# Lecture 07

In this assignmnt you will design and train a linear classifier and a multilayer perceptron (MLP) on a simple dataset, and compare the results. The models should be implemented from "scratch" using PyTorch low-level tensor operations (i.e,. without the convenience of `torch.nn` module). In future lectures, we will transition to using the high-level PyTorch `torch.nn` module. In practice, you will likely use the `torch.nn` module frequently for existing layer types, however, it is valuable to know how to program in PyTorch using tensors as this will be necessary for implementing novel layer types, loss functions, models that are not implementd in the `nn.module`. Additionally, this practice will reinforce your theoretical understanding which is easy to bypass using the abstract building blocks defined in `nn.module`.

In [None]:
import os
import glob
import math
import numpy as np
import torch
import matplotlib.pyplot as plt
from matplotlib import cm
from sklearn.datasets import make_moons
from sklearn.model_selection import train_test_split
from torchsummary import summary
from utils import callback_plot, create_gif


if torch.backends.mps.is_available():
    print("MPS is available.")
    device = torch.device("mps")
elif torch.cuda.is_available():
    print("CUDA is available.")
    device = torch.device("cuda")
else:
    print("Using CPU")
    device = torch.device("cpu")

print("device: {}".format(device))

LIN_OUTPUT_DIR = "./linear_vizualizations/"
if not os.path.exists(LIN_OUTPUT_DIR):
    os.mkdir(LIN_OUTPUT_DIR)
MLP_OUTPUT_DIR = "./mlp_vizualizations/"
if not os.path.exists(MLP_OUTPUT_DIR):
    os.mkdir(MLP_OUTPUT_DIR)

## Create Dataset

In this assignment, you will use a simple toy dataset for binary classification. The data is stored in a matrix of size $N\times M$ where $N$ is the number of samples and $M$ is the number of features, in this case $N=1000$ and $M=2$. The labels are stored in a vector of size $N$, with values 0 or 1 corresponding to the two classes.

In [None]:
N_SAMPLES = 1000
TEST_SIZE = 100 

X, Y = make_moons(n_samples = N_SAMPLES, noise=0.2, random_state=100)
X = X.astype(np.float32)
X_train, X_test, Y_train, Y_test = train_test_split(X, Y, test_size=TEST_SIZE, random_state=42)
print("X_train shape: {}".format(X_train.shape))
print("Y_train shape: {}".format(Y_train.shape))
print("X_test shape: {}".format(X_test.shape))
print("Y_test shape: {}".format(Y_test.shape))

<br>
Visualize the datset using a matplotlib scatter plot:

In [None]:
fig, ax = plt.subplots(figsize=(4,4))
ax.scatter(X_train[:,0],X_train[:,1], c=Y_train, cmap=plt.cm.coolwarm, edgecolors='black')


## NumPy to torch

PyTorch tensors are very similar to numpy arrays, except tensors can seemlessly run on GPUs for accelerated computing.

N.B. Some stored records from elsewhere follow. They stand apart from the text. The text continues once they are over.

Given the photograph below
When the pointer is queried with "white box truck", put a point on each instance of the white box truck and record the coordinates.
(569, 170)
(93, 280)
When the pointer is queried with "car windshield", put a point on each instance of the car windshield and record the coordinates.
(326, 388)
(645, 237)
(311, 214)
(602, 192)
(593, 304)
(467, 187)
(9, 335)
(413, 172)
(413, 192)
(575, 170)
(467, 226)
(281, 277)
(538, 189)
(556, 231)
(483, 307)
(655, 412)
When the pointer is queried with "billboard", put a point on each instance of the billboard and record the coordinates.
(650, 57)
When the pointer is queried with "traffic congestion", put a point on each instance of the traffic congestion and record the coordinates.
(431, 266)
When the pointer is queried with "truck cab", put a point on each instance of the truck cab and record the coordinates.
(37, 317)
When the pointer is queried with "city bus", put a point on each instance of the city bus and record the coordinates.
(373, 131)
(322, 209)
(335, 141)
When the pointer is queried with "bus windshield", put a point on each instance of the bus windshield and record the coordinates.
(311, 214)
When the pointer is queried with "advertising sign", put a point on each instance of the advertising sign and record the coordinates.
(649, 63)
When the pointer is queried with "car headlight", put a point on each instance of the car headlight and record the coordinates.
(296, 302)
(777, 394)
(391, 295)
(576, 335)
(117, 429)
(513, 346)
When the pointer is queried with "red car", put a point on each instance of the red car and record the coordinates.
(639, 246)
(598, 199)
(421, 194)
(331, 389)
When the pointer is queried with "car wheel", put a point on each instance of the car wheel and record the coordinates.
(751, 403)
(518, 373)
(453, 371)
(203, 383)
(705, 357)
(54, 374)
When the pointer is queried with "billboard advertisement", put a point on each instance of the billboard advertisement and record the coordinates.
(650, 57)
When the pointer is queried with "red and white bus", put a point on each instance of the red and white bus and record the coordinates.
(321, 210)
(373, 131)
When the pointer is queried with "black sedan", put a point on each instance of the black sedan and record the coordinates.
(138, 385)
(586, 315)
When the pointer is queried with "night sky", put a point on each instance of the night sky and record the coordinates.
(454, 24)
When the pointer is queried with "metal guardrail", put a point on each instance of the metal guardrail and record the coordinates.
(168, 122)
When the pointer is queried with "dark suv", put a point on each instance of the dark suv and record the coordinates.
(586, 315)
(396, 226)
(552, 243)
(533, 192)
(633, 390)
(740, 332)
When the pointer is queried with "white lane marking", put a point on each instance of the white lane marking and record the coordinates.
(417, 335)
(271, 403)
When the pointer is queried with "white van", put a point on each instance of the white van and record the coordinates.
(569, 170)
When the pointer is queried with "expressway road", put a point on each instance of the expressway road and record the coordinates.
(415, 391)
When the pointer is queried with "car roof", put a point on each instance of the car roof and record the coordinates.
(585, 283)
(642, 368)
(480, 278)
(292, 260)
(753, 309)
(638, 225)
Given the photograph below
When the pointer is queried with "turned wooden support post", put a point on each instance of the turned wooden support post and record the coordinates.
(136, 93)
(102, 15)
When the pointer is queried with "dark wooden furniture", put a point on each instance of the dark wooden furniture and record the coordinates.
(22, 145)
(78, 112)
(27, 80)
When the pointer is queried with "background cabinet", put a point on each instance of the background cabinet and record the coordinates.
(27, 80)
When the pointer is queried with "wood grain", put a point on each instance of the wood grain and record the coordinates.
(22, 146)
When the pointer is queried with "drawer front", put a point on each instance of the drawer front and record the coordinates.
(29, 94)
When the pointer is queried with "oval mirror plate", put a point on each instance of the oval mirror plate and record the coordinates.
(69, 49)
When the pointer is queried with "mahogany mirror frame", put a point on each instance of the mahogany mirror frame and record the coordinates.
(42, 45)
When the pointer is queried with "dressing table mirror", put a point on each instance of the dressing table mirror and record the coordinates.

Additionally, PyTorch tensors are also optimized for automatic differentiation (autograd), greatly simiplifying neural network backpropagation. You will build a MLP using `torch.tensor` objects to store all matrices (data, model parameters, intermediate  layer activations) and perform calculations. Conventiently the API of PyTorch and NumPy are almost identical. For example `torch.sum(x, dim=1, keepdim=True)` and `np.sum(x, dim=1, keepdim=True)` perform the same operation, the only difference is torch operates on `torch.tensor` objects whereas NumPy operates on `np.array` objects. 
Our dataset is currently stored as `np.array`, so first we convert to PyTorch tensors and then transfer them to the desired computing device. Similar to numpy, we can access the size of the tensor using the shape attribute.

In [None]:
inputs = torch.from_numpy(X_train).to(device)
labels = torch.from_numpy(Y_train).to(device)

inputs_test = torch.from_numpy(X_test).to(device)
labels_test = torch.from_numpy(Y_test).to(device)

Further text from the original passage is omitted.